In her early 30s, Elizabeth Gilbert realised that the life she was living—in New York City, married, trying to get pregnant—was not the life she wanted. In a particularly poignant anecdote, Liz describes a friend’s excitement at discovering that after years of trying, she (the friend) was expecting a baby. Liz said that she recognised that excitement because it was something that she had felt a couple of years earlier, when she learned that the magazine she worked for was sending her to New Zealand to write about giant squid. Liz writes that at that moment she knew that until/unless she could get as excited about the thought of bringing a new human into the world as she could about the giant squid in New Zealand, she shouldn’t commit to having a baby. I wanted to cheer for her at this point.
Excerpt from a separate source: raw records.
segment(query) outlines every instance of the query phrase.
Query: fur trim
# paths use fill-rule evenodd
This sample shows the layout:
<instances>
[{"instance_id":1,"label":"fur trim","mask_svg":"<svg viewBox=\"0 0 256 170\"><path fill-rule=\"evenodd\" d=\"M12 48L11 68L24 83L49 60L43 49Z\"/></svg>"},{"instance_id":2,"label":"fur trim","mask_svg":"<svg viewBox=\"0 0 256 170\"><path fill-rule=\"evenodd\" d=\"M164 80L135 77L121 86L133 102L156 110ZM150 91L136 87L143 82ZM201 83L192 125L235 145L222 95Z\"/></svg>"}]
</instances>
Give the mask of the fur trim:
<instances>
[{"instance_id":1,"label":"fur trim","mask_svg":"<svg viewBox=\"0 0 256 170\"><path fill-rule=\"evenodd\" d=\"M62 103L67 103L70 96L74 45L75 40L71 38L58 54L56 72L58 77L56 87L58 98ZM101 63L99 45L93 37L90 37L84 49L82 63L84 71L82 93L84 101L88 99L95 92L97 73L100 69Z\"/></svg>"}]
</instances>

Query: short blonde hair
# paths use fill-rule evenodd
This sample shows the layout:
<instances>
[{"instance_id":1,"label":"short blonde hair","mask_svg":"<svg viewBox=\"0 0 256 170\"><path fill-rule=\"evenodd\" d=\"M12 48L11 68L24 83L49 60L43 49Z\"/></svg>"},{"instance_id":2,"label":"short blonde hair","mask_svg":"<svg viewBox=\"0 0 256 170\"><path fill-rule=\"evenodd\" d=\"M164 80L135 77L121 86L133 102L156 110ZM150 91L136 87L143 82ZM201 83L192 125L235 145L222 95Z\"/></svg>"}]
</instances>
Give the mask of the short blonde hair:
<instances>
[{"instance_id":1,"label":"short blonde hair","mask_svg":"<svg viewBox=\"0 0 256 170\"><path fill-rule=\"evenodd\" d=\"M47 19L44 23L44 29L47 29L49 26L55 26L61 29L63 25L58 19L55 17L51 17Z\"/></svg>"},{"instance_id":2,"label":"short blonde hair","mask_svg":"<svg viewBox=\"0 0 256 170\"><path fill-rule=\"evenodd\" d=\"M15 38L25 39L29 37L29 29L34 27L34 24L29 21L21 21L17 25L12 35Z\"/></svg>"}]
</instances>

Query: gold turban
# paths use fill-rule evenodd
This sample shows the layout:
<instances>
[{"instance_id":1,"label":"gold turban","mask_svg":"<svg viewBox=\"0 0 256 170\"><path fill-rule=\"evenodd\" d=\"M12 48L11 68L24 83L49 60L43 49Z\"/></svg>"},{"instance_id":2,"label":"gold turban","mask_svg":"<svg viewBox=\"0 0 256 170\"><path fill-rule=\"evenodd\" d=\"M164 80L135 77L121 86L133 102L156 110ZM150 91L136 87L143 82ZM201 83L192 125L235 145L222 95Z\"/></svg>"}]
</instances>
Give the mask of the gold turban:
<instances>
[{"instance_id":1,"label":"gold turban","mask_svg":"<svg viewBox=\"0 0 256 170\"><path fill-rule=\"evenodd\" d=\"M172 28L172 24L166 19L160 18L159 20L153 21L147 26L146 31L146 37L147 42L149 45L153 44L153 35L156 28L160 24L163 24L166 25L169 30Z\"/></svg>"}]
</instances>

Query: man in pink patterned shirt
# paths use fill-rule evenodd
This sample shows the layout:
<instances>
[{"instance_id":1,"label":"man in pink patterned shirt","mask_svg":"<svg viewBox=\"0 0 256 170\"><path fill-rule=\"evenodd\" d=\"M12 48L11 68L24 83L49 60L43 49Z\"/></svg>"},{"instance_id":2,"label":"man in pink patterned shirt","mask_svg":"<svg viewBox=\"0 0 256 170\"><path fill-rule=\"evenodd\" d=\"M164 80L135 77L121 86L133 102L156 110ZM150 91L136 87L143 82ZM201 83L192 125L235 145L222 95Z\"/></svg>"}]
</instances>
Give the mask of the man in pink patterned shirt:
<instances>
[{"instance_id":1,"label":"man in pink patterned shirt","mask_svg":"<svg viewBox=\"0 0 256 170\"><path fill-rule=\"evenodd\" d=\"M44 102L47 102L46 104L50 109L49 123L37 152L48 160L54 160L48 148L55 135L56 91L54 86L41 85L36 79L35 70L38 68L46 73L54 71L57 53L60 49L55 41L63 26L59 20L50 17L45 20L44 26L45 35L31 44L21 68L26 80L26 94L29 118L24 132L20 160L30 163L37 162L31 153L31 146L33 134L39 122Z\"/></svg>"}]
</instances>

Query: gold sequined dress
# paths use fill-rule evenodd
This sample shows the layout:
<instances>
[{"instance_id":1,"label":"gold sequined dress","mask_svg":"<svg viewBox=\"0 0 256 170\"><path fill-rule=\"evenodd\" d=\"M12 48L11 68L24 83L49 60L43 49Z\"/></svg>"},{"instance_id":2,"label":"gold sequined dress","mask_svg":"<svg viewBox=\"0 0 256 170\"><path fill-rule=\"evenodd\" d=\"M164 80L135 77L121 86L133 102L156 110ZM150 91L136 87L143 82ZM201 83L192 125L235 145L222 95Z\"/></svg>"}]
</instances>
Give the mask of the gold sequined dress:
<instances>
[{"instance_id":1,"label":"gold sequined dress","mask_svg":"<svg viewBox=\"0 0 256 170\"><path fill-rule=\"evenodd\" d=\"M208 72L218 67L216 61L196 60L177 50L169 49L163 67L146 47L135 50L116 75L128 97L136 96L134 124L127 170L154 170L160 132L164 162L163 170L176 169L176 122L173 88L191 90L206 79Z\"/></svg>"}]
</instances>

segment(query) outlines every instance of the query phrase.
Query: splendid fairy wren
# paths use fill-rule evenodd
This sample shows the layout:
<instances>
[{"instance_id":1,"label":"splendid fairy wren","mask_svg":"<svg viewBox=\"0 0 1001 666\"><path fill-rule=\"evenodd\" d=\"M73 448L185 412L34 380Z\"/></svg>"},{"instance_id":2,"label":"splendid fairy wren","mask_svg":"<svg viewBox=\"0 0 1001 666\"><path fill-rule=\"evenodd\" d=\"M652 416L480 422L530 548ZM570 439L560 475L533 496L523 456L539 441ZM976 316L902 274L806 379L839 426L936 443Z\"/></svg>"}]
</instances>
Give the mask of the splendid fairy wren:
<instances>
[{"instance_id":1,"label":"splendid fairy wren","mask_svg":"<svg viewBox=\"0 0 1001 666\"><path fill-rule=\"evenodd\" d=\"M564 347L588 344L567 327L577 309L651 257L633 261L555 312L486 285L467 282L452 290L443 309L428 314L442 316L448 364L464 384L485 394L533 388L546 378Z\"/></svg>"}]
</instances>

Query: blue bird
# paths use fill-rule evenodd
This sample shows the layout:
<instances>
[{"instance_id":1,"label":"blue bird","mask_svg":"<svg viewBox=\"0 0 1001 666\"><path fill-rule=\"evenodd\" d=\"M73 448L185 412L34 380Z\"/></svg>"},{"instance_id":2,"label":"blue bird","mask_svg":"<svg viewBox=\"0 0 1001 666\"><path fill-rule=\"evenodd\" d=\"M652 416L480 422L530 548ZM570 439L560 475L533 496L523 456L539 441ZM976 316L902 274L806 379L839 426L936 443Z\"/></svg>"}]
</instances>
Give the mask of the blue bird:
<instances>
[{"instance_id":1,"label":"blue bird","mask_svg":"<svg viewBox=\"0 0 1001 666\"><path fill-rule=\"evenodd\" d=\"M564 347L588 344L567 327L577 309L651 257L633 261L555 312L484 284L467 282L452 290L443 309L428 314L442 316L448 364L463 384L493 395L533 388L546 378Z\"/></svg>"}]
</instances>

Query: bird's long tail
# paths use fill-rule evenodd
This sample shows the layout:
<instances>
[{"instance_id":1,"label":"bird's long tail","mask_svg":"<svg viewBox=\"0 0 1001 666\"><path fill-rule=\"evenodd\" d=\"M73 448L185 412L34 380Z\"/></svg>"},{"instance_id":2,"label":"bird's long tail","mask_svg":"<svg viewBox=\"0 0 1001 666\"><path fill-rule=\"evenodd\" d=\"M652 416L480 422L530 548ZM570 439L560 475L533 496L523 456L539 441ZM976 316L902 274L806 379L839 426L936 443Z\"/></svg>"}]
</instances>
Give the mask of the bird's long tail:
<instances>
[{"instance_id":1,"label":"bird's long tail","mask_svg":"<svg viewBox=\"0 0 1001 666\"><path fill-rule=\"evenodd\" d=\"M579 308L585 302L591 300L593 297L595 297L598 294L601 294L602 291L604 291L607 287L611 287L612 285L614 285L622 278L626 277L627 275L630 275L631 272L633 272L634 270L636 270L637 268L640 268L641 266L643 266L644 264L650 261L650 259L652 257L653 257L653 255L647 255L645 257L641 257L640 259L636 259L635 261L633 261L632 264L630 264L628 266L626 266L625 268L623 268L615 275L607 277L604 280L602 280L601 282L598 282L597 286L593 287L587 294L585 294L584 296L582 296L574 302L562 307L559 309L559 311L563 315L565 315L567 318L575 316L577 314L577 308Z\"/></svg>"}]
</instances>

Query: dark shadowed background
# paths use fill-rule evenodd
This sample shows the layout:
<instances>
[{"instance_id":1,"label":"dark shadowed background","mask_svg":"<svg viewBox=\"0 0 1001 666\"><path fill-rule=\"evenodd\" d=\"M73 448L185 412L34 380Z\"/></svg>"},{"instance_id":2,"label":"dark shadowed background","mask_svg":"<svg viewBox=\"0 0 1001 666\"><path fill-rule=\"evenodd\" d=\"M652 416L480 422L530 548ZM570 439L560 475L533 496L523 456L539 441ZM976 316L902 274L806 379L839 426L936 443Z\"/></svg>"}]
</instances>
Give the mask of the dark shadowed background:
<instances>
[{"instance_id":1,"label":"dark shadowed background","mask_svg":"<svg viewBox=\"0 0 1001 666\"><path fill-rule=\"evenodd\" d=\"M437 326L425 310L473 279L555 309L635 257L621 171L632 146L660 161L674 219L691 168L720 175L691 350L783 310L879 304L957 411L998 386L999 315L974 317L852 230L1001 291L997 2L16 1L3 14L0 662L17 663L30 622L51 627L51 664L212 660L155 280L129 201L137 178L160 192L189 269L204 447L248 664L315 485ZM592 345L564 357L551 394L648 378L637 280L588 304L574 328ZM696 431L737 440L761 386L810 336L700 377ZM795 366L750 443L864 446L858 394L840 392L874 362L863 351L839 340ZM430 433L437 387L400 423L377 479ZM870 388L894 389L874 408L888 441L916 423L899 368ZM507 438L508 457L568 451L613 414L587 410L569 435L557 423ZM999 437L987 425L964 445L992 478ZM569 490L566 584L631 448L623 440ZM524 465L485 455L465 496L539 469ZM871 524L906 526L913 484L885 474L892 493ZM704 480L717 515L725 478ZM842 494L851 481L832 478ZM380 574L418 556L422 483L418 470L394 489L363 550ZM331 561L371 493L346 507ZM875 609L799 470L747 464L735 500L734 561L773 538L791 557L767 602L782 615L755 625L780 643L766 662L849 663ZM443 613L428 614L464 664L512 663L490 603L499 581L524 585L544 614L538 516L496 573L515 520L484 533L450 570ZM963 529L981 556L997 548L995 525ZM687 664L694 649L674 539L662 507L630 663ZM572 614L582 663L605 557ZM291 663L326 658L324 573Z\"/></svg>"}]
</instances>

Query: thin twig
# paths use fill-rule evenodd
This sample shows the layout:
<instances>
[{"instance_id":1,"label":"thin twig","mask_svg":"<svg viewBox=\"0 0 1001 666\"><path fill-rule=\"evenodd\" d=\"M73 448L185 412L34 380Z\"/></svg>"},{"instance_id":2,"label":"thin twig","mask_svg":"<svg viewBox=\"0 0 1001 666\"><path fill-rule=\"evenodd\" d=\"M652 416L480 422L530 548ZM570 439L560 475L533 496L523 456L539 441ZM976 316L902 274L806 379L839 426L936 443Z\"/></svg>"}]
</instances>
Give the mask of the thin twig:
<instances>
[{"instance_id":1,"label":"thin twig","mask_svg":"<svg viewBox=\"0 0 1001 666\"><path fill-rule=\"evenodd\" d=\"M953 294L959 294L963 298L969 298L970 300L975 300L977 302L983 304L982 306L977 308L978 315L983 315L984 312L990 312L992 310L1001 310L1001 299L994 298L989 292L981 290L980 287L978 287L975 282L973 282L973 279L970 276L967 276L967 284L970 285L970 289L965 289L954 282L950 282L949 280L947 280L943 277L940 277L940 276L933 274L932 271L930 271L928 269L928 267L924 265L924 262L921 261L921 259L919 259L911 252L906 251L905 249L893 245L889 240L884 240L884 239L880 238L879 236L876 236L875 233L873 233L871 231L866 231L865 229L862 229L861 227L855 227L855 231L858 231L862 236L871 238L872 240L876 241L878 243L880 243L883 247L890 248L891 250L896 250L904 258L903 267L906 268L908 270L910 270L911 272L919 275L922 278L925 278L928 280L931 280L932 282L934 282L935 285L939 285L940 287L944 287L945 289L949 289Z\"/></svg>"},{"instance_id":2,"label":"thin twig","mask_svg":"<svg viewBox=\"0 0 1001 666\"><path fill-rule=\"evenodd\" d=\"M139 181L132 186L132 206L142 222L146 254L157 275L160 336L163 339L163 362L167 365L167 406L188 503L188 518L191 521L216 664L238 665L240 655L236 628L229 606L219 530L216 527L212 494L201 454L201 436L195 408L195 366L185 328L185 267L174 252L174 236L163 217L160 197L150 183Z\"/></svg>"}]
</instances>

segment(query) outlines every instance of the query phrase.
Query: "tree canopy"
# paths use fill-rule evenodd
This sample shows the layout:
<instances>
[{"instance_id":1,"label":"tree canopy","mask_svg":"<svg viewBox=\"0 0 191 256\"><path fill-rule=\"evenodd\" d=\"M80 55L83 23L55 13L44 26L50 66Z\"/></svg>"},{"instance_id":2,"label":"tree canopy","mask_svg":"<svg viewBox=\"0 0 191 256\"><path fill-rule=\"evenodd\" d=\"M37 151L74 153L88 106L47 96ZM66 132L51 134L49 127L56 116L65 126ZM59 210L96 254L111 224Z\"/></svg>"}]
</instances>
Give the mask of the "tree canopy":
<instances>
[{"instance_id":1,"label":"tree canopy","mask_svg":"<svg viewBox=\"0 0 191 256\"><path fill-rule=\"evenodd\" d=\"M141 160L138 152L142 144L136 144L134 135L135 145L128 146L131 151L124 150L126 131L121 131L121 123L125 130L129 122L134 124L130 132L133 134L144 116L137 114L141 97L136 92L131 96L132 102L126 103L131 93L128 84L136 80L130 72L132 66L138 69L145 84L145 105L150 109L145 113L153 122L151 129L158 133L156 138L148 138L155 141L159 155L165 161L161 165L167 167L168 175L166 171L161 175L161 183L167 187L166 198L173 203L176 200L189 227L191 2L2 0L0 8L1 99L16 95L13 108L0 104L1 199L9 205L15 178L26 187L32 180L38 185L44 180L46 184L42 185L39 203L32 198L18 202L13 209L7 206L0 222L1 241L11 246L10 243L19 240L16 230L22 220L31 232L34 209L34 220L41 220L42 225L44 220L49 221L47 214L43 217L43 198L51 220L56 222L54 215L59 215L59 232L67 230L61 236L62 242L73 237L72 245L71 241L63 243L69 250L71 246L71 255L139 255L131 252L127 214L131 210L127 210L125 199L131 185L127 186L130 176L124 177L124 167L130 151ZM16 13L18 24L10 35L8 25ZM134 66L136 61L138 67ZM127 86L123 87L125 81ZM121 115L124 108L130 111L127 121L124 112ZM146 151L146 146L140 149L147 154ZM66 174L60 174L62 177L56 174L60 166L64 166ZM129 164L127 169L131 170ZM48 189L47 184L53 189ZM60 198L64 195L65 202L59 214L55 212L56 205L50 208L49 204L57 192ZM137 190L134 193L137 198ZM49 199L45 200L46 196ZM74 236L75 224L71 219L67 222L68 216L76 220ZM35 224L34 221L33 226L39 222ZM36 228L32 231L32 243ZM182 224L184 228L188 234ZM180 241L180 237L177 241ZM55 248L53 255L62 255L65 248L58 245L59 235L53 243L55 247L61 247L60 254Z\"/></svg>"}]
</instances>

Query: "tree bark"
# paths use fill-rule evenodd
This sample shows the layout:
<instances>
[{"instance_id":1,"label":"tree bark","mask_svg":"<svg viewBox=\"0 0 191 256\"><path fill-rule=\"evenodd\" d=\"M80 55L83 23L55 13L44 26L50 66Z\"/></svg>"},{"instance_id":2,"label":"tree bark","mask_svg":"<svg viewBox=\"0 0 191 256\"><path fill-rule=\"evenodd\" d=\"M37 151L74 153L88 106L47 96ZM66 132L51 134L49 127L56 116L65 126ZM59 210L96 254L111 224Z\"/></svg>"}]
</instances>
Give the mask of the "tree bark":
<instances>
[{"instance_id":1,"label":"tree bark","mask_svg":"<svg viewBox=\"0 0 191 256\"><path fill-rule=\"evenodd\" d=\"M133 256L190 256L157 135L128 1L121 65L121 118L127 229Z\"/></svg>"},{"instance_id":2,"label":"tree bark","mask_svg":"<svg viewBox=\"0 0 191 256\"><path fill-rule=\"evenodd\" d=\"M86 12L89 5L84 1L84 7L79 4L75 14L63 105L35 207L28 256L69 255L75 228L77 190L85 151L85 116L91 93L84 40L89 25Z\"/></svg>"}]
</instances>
Following this realisation, Liz went through an extremely painful divorce that left her depressed and anxious. Although she was hit hard financially by the divorce, she also had a fairly successful writing career. Her publisher gave her a large advance to write the book that ended up being Eat, Pray, Love, so she could afford to take off for a year to three places that were important to her: Italy, India and Bali, four months in each. In Italy, she commits to learning Italian and eating enormous quantities of delicious Italian food. In India, she lives in an ashram and learns to meditate, properly. In Bali, she makes numerous local friends and eventually meets a new lover, an older Brazilian man.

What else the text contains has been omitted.